Qui si crea il cosiddetto “effetto pigmalione”: la realtà si adatterà all’immagine che ne abbiamo. Se un bambino cresce con l’idea che il quartiere sia l’inferno e che non esista nessun possibile opportunità per il futuro, come potrà mai fuggire da quello che vede come il suo unico destino? Nessuno vuole negare il passato difficile del quartiere. Quello che chiediamo è che la narrazione che ne viene fatta tenga conto delle trasformazioni positive degli ultimi anni”.

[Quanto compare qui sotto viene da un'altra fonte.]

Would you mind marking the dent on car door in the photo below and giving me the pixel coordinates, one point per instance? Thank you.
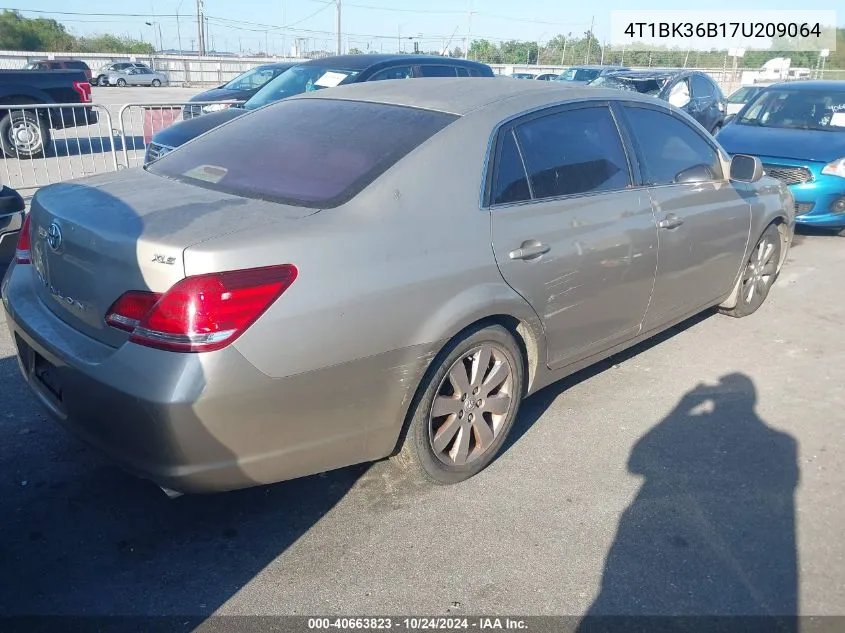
(569, 232)
(703, 220)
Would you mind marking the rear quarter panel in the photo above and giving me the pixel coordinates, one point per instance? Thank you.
(384, 281)
(406, 263)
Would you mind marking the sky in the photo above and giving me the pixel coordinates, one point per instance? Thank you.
(250, 25)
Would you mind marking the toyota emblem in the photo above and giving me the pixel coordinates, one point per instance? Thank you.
(54, 237)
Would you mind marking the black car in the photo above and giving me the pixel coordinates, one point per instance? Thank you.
(690, 90)
(316, 75)
(61, 64)
(241, 88)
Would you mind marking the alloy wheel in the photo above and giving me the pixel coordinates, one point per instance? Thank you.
(471, 405)
(760, 271)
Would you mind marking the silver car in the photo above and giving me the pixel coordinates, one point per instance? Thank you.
(383, 269)
(136, 76)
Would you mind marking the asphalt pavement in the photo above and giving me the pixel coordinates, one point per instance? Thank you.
(702, 471)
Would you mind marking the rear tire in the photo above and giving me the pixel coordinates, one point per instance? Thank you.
(758, 274)
(23, 134)
(465, 407)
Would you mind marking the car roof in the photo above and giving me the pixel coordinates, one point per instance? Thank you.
(594, 66)
(278, 65)
(809, 84)
(462, 95)
(362, 62)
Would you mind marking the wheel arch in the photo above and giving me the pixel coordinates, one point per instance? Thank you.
(785, 231)
(526, 331)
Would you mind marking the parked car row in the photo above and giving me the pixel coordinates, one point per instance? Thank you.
(328, 277)
(114, 74)
(25, 131)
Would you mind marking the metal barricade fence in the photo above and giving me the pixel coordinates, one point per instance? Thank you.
(44, 144)
(41, 144)
(149, 118)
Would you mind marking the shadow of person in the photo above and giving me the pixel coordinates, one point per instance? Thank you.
(712, 529)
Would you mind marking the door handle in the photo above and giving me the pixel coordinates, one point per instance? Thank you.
(530, 249)
(671, 221)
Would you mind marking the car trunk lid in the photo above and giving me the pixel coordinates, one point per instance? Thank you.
(94, 239)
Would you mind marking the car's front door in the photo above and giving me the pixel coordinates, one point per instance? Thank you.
(570, 233)
(703, 222)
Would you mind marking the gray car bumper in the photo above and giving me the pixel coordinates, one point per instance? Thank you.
(203, 422)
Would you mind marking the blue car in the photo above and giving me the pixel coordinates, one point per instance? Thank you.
(797, 130)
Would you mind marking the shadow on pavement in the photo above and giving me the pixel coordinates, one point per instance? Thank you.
(712, 529)
(79, 536)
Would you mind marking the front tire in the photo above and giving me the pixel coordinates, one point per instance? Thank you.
(23, 134)
(465, 408)
(759, 274)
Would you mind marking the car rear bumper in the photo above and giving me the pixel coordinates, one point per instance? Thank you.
(10, 228)
(201, 422)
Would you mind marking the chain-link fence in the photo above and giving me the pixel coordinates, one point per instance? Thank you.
(40, 145)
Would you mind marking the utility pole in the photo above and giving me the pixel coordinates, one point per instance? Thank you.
(590, 40)
(200, 28)
(469, 32)
(339, 32)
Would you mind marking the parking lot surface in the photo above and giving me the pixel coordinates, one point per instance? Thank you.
(559, 523)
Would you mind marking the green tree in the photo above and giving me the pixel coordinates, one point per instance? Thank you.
(18, 33)
(24, 34)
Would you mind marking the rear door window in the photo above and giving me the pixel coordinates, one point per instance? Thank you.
(303, 152)
(574, 152)
(510, 182)
(668, 146)
(702, 87)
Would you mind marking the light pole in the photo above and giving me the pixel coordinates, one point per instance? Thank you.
(153, 25)
(178, 31)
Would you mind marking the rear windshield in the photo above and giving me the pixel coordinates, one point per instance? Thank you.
(644, 85)
(303, 152)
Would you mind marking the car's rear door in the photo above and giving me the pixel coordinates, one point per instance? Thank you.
(703, 222)
(570, 232)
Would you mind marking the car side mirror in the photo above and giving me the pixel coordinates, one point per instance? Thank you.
(10, 201)
(696, 173)
(746, 168)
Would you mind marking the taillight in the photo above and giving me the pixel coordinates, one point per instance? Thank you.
(130, 308)
(202, 313)
(23, 251)
(83, 88)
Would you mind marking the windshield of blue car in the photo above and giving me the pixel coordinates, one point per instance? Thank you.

Interventi di riqualificazione edilizia
Nell’85 arrivano in quartiere la sede della Circoscrizione, a cui fanno seguito scuole e, nell’87, una stazione di polizia. “Le istituzioni in realtà non hanno mai contato molto qui, come la politica” dice Gennaro Sanges, ex sindacalista della CGIL oggi in pensione, residente nel quartiere da quando questo è nato. “Sono arrivate tardi e hanno poi dovuto lottare a lungo per riprendersi gli spazi che spettano loro. Tutto ciò che si è realizzato a Scampia è partito dal basso, dai movimenti e dalle associazioni del quartiere”.
Movimenti come il Comitato Vele, organizzato da abitanti delle Vele che lottano per rendere il quartiere un posto più vivibile.
Il Comitato ha scritto il progetto che è poi stato alla base del primo intervento di riqualificazione edilizia, del ’95. In collaborazione con la giunta De Magistris e il dipartimento di urbanistica dell’università “Federico II” di Napoli, ha recentemente scritto anche il secondo piano di riqualificazione, presentato a Roma il 4 marzo del 2015 di fronte all’allora Ministro per le Infrastrutture e Trasporti Maurizio Lupi.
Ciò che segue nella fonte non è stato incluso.